Solve RL Circuit Equation: Kirchhoff's Rule Explained

[Avichal]

Suppose a circuit with resistor R and inductor L with no source. I am trying to find kirchhoffs equation for this circuit - I am getting iR -Ldi/dt = 0 as my equation which is apparently wrong. I just cannot understand how do I make equations for such circuits.

 

[CWatters]

Should that be iR + Ldi/dt = 0

 

[Avichal]

Yes it should be but I don't get it why. Voltage across resistor is iR and then voltage across inductor decreases by Ldi/dt so iR-Ldi/dt=0

 

[vanhees71]

Draw your circuit and indicate an (arbitrary) direction, in which you want to count the current positive. Then use the right-hand rule to attach the surface-normal vector oriented positive relative to that direction of the current.
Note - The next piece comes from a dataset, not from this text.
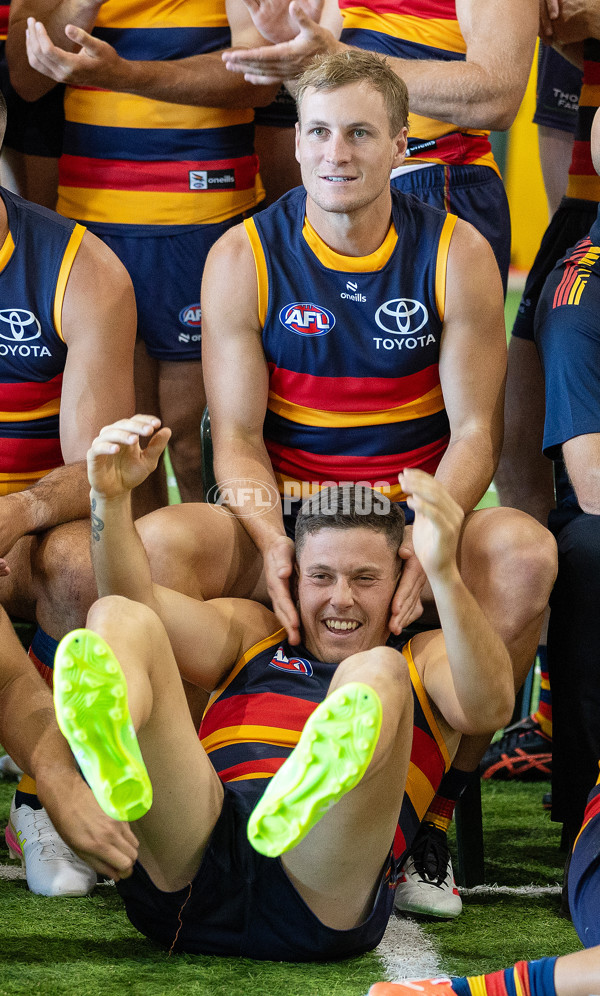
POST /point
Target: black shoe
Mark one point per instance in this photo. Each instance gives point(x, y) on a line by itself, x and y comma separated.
point(523, 753)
Finally use Faraday's Law,
\partial_t \vec{B}=-\vec{\nabla} \times \vec{E},
and integrate (line integral) along the circuit in direction of the positve current. Then the left-hand side translates into L \frac{\mathrm{d} i}{\mathrm{d}t} for compact circuits, and the right-hand side you can transform into an integral along the surface, translating into -R i, where we have made use of Ohm's Law, \vec{E}=\vec{j}/\sigma. From this you get the desired equation,
L \frac{\mathrm{d} i}{\mathrm{d} t}=-R i.

 

[Avichal]

Sorry I am unaware of some of the things you said. Can you simplify please?